Coming into 2026, we are watching for signs of resurgence in economic activity indicators due to improving growth outlook as a result of accommodative fiscal and monetary policies. While a partial government shutdown has once again delayed several key economic readings we look to private data such as the ISM Manufacturing PMI to continue to gauge economic health.

In January, the ISM Manufacturing PMI rose to 52.6, indicating expansion for the first time in 12 months as improvements in new orders and production measures lifted readings. Some of this improvement is tempered by commentary noting that January is a “reorder” month which may cause the new-order measure to be temporarily heightened.

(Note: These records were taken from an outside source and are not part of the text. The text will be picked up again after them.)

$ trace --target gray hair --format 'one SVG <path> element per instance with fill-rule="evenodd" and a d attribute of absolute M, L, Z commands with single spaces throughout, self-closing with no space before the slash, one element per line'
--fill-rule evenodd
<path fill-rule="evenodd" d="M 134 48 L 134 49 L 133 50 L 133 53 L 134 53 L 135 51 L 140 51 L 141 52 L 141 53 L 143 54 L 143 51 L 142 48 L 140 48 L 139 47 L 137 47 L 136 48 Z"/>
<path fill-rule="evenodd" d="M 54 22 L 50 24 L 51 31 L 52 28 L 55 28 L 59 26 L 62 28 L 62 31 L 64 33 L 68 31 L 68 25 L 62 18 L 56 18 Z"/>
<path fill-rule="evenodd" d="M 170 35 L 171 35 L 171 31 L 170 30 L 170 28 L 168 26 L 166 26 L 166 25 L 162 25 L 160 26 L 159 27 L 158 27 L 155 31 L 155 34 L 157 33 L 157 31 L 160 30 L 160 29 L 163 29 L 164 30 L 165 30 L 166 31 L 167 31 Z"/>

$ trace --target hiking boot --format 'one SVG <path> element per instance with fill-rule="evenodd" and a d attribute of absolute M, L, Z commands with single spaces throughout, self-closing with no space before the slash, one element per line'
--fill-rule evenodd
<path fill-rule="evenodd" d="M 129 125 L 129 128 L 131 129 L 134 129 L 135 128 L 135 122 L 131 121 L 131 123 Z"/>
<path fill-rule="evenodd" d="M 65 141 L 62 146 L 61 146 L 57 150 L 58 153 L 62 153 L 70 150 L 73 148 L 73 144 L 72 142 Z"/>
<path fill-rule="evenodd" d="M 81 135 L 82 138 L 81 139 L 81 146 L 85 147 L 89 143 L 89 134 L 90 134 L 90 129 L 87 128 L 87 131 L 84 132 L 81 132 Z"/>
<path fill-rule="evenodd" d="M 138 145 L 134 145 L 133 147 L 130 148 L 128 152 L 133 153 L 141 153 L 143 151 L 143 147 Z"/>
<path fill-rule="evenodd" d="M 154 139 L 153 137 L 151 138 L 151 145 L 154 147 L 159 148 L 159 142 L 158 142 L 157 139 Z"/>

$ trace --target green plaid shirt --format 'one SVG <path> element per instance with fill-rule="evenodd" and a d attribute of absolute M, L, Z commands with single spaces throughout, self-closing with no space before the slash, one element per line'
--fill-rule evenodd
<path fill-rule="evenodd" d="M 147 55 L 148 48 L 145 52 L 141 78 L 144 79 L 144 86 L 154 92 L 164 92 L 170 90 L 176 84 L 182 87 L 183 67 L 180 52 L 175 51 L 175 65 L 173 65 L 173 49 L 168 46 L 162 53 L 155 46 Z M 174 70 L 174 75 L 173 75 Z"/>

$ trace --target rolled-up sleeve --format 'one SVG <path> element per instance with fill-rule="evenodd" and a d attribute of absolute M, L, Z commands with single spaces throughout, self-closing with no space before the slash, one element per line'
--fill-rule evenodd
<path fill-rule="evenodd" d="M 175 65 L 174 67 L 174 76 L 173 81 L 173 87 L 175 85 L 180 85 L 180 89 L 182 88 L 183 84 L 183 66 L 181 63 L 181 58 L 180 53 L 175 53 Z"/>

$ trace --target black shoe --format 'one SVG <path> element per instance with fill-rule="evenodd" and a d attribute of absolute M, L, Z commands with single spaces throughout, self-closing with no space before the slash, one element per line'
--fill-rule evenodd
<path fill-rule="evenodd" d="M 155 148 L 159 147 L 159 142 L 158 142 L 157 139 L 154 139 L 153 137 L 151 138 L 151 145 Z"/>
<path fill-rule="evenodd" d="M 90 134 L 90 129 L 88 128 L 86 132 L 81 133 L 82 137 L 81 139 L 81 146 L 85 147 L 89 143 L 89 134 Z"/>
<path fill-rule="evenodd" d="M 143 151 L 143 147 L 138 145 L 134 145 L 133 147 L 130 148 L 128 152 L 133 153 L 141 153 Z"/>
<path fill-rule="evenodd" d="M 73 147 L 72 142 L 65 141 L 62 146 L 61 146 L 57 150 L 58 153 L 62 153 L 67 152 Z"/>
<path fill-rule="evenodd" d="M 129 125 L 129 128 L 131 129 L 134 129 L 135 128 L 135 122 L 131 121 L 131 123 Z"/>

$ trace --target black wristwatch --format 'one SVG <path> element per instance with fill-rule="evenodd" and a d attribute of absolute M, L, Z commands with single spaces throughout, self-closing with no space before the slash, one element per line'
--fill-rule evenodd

The new Fed Chair nominee was chosen by President Trump in January. Kevin Warsh has been nominated to replace Chair Jerome Powell after his tenure ends in May and will become the new Fed Chair if approved by the Senate. Whether Powell will stay on board of governors has yet to be announced, leaving two voting seats in flux.

Sources

Bloomberg

FactSet

1 All returns are expressed as total returns (price returns net of dividends).